ドーム状にせり上がる、細長い石積み・・・・。
 井寺(いてら)古墳〜凝灰岩の切石積みの石室〜
長方形の石がきれいなドーム状に積まれていた。
 ボタンを操作して、モニターで石室内部の様子が見られるようになっていた。様々な文様は、緻密で精巧で美しく、1000年以上昔にこんな技術があったとは感心した。
 
<オリジナルの展示物>
古代人の息遣いが伝わる線刻。
何だか潜水艦っぽい。
 
<チブサン古墳>

 かっこいい三角文の組み合わせだ。色も赤と黒の組み合わせが斬新。イスラームのモスクを思い出した。似てる。

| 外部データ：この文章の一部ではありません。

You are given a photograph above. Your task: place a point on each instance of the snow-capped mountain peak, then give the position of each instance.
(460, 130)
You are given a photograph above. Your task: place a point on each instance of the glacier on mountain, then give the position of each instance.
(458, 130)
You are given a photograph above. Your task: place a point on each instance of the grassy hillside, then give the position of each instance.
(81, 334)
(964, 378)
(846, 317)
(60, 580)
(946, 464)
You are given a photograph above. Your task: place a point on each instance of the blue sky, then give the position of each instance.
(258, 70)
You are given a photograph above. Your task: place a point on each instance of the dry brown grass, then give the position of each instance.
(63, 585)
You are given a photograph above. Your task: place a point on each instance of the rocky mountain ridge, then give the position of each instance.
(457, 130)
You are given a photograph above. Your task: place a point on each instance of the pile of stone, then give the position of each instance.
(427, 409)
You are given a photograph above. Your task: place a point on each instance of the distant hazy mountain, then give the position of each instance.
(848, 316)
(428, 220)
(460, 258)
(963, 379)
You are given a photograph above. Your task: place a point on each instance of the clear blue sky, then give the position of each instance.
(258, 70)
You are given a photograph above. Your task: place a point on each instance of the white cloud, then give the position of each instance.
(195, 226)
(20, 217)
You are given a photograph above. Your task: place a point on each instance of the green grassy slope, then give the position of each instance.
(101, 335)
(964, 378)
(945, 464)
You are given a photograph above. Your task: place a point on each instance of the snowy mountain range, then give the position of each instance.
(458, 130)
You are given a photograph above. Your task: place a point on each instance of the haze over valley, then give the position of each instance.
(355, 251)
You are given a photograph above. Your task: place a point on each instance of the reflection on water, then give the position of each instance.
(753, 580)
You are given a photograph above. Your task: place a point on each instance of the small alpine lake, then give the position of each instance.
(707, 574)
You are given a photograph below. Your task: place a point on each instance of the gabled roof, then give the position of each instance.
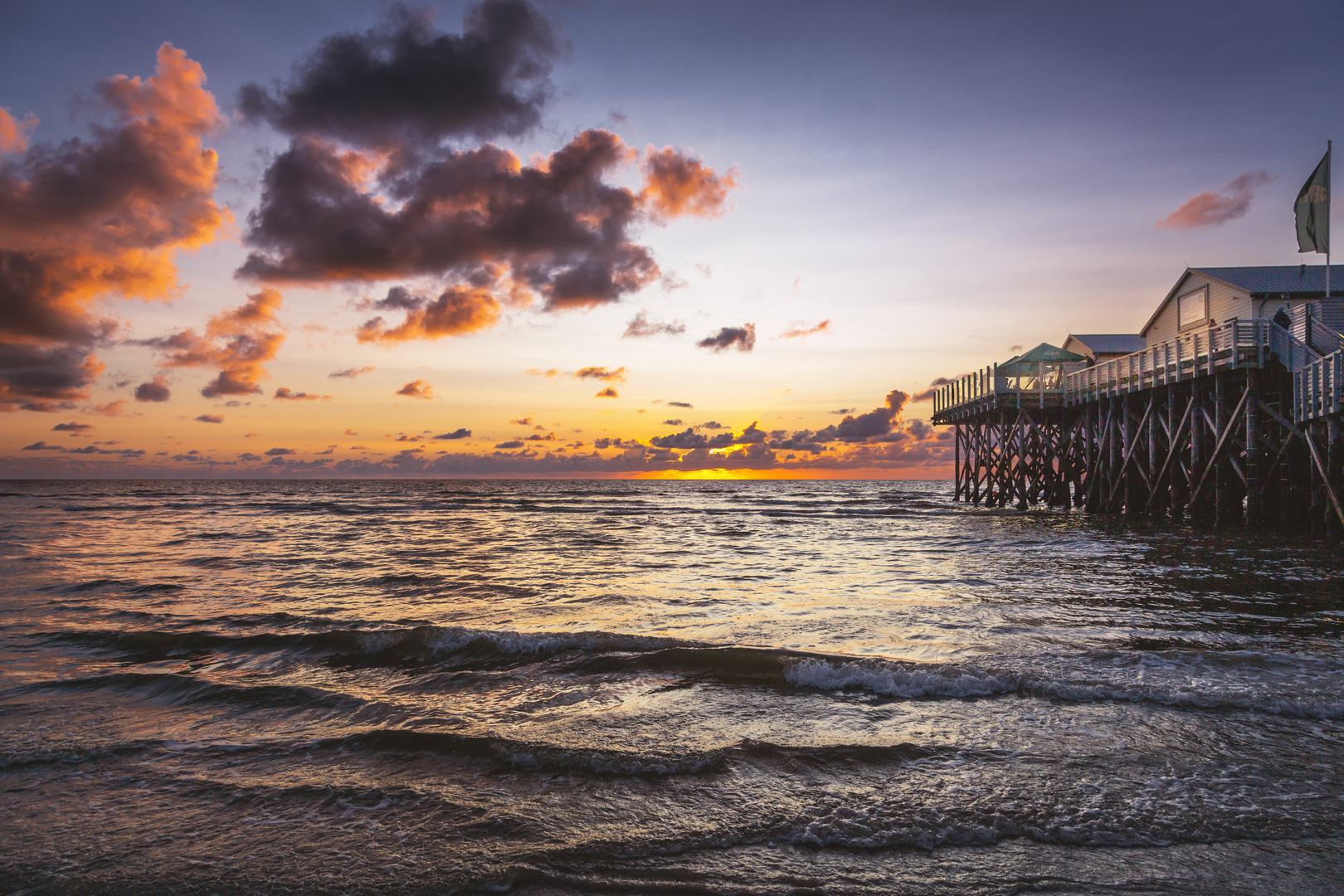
(1273, 278)
(1296, 280)
(1110, 343)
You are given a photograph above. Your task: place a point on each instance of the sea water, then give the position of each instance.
(558, 687)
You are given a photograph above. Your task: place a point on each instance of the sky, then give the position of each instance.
(606, 240)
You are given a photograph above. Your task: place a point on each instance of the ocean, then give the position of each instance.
(632, 687)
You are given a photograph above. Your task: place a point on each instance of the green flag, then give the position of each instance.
(1313, 210)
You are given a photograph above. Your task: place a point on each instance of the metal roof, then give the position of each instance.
(1110, 343)
(1276, 278)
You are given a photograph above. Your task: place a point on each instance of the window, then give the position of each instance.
(1192, 308)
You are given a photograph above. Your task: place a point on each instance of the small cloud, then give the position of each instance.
(799, 329)
(743, 338)
(288, 394)
(1214, 208)
(351, 373)
(643, 327)
(155, 390)
(110, 409)
(601, 373)
(417, 388)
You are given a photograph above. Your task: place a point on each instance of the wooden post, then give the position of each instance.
(1254, 519)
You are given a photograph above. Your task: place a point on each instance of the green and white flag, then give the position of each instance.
(1313, 210)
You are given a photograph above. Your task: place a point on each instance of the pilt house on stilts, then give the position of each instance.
(1225, 410)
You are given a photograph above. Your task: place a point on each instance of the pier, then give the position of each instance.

 乳房だと言われているが、顔にも見える。白い丸の中の点は青色。
 
その他
鴨篭(かもご)古墳石棺
岩戸山古墳で出土した、盾とゆきのレプリカ
 


いのちのたび博物館
<日明一本松塚古墳>(小倉北区)レプリカ
 直径15メートル程度の円墳だったと考えられている。
 派手な線描だ。1本1本の線に、もしかしたら深い意味があるのかも?
 石室は南に開口した横穴式で、奥行きは約7.5メートル。中心部の玄室は長さ2メートル、幅2.4メートル、高さ2.5メートル。奥壁は高さ2.5メートルの花崗岩の一枚石で、中央右寄りにベンガラを用いて赤の放射線状の線が10本描かれている。九州最北の装飾古墳。6世紀後半から末頃。